Well, to my knowledge, some of the countries that abolished slavery without war (like France) did it through totalitarian governments that held more power than the US government ever has.
These countries (likely...as I'm only going on the European countries that abolished it) DID GO THROUGH CIVIL WARS, they just weren't about slavery. To an extent, the US is such an outlier in terms of countries, in that we're 1) Fucking huge...literally, the US is like the 5th biggest country in the world 2) Filled with a bunch of different religious dissidents, so there is no one true majority (I guess WASPs would count, but not sure) unlike other countries where there is a clear cultural/racial majority 3) We were a new country (I've seen some terribly stupid posts by certain African-American activists where they are trying show how recent slavery was, yet they never mention that this country has NOT had slavery for 2 times as long as we had Slavery).

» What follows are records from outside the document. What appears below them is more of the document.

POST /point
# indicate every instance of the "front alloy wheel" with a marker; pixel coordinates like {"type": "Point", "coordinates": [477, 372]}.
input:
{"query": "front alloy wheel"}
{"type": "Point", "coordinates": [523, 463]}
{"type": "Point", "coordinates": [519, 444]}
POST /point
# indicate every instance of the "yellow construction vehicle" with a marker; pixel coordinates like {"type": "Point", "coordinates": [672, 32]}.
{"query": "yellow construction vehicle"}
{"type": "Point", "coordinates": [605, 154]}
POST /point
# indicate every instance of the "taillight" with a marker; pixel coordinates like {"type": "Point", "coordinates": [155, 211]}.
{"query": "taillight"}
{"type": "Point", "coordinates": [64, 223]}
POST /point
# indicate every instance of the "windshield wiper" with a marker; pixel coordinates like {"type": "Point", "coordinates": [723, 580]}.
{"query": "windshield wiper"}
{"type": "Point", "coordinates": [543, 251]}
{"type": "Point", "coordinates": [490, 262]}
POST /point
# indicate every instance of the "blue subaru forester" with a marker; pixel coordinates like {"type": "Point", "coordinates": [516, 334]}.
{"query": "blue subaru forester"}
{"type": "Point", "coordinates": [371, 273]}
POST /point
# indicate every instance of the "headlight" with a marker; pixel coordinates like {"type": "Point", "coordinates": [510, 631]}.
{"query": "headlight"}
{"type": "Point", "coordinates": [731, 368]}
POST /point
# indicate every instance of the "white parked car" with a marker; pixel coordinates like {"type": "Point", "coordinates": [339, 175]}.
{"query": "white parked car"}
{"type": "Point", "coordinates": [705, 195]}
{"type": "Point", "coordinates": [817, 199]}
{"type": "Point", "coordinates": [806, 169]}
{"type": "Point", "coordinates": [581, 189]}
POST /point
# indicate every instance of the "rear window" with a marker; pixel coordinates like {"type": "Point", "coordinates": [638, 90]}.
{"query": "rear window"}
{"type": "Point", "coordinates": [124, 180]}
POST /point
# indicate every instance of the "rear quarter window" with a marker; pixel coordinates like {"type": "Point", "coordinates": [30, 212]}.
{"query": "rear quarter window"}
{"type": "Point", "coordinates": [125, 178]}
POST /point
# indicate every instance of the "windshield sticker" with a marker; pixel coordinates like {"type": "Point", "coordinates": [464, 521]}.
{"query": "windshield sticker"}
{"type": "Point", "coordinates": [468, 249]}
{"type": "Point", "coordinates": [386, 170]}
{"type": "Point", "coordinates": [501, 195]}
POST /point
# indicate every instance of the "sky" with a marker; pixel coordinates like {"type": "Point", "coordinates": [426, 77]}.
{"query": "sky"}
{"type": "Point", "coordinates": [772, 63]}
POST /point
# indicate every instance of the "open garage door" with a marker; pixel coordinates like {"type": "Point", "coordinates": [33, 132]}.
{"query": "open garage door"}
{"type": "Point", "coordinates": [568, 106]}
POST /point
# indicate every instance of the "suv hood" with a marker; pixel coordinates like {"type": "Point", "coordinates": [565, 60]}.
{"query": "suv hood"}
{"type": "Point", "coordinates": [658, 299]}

To a large extent the American political system was still being created (as I mentioned in my post re: Missouri Compromise) and thus it was always unlikely that such an important issue would be able to be solved with mere diplomacy. Many tried though, but again, the Southern Slave-holding states felt that abolishing slavery would DESTROY THEIR WAY OF LIFE, so nothing short of kidnapping all the Southern senators and forcing them to sign an agreement on the pain of death, we weren't going to be able to solve that issue without war.
PS To anyone claiming that Slavery wasn't the cause of the War and using the states' right argument, it's wrong (but not 100% you're bat-shit crazy wrong). Southern slave-holding states were so worried about slavery being outlawed that they wouldn't even allow a new state to join the Union without "balancing" the books. They didn't require these states to have certain economic obligations to the South. They didn't require these states to increase inter-state commerce. They required these states to legalize slavery. That's what the war was about.
I mean, if you wanted to make the argument that it was a cultural war on the macro level, I can buy that. We're kinda going through one right now.